They were in the midst of a densely packed crowd where a native theater was pouring its audience into the street. They had fallen behind the rest, and there were about them only kimono'd shoulders and flowered, blue-black head-dresses. He made a way for her ruggedly toward a paling where there was a little space. Above it was hung a poster of a Japanese actress.
"That is the famous Sada Gozen," he told her. "She has just returned from a season in Paris and New York, and Tokyo is quite wild about her."
As he spoke numbers thrust him against her and the touch brought instantly to him that moment in the garden when he had held her in his arms to lift her to the arbor ledge. The picture of her that evening in the pagoda was stamped on his heart: the sweet, moon-lighted profile, the curling, brown hair, the faint perfume of her gown that mingled with the wistaria. It came before him there in the bustle and press with a sudden swift sadness. He knew that it would be always with him to remember.

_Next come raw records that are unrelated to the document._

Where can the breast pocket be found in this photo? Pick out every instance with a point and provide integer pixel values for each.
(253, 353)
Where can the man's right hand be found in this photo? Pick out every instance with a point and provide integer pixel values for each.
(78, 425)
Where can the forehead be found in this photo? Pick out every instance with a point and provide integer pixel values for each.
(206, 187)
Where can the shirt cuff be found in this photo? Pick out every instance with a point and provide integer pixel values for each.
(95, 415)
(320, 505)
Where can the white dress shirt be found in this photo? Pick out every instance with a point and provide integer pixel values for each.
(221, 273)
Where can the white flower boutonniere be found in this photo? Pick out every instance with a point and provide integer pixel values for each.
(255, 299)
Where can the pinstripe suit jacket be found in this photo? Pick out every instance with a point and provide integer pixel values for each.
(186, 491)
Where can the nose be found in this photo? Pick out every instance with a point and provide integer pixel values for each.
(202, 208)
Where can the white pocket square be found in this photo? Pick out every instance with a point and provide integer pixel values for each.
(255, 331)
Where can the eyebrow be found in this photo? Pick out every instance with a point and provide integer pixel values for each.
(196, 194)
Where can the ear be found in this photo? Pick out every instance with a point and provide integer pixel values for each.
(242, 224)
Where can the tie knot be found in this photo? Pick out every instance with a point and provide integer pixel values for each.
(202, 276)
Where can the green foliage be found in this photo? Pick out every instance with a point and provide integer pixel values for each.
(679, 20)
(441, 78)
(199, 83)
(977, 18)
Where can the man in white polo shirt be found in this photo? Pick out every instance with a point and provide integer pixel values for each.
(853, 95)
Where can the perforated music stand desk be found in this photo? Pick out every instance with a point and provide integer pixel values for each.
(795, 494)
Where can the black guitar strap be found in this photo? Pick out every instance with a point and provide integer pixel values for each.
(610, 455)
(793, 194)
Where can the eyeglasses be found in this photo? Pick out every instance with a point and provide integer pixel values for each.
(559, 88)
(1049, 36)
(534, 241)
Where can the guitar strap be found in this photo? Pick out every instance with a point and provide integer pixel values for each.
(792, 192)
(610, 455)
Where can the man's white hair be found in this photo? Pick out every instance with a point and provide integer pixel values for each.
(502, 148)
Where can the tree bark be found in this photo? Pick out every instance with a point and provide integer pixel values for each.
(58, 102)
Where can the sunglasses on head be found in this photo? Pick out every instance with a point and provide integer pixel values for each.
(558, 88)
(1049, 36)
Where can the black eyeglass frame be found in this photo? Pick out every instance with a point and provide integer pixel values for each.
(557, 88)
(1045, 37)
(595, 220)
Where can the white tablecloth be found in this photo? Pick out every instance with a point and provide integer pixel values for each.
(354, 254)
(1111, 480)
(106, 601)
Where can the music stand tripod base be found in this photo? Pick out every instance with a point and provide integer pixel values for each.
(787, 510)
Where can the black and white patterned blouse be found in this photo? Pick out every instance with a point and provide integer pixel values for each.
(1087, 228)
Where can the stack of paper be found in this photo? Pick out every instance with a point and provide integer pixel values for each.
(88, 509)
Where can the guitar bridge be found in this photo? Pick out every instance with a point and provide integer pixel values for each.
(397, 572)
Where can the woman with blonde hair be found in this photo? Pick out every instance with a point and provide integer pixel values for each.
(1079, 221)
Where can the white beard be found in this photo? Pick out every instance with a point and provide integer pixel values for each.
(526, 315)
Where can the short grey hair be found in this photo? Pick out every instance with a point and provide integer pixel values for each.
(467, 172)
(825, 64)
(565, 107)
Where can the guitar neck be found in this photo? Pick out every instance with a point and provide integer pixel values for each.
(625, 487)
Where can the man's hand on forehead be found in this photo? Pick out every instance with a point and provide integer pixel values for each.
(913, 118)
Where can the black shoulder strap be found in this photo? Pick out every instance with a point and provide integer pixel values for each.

A Japanese couple, hastening to their rick'sha, caromed against them, and, with an effort, he tried to turn it to a smile:
"Some say it's difficult for a foreigner to come into intimate contact with the Japanese," he said. "You have already pierced that illusion. One is always finding out that he has been mistaken in people."
Her quivering feeling grasped at a fancied innuendo. "It doesn't take long, then, you think?" Her tone held a dangerous lure, but he did not perceive it.
"Not where you are concerned, apparently," he answered lightly.
She turned her head swiftly toward him, and her eyes flashed. "Where I am concerned!" she repeated fiercely, and in his astonishment he almost wrecked the paling. "Oh, I hate double-meaning! Why not say it? Do you suppose I don't know what you are thinking?"
"I?" he said in bewilderment. "What I am thinking?"
"You mean you have found you are mistaken in me! You have no right—no earthly right, to draw conclusions."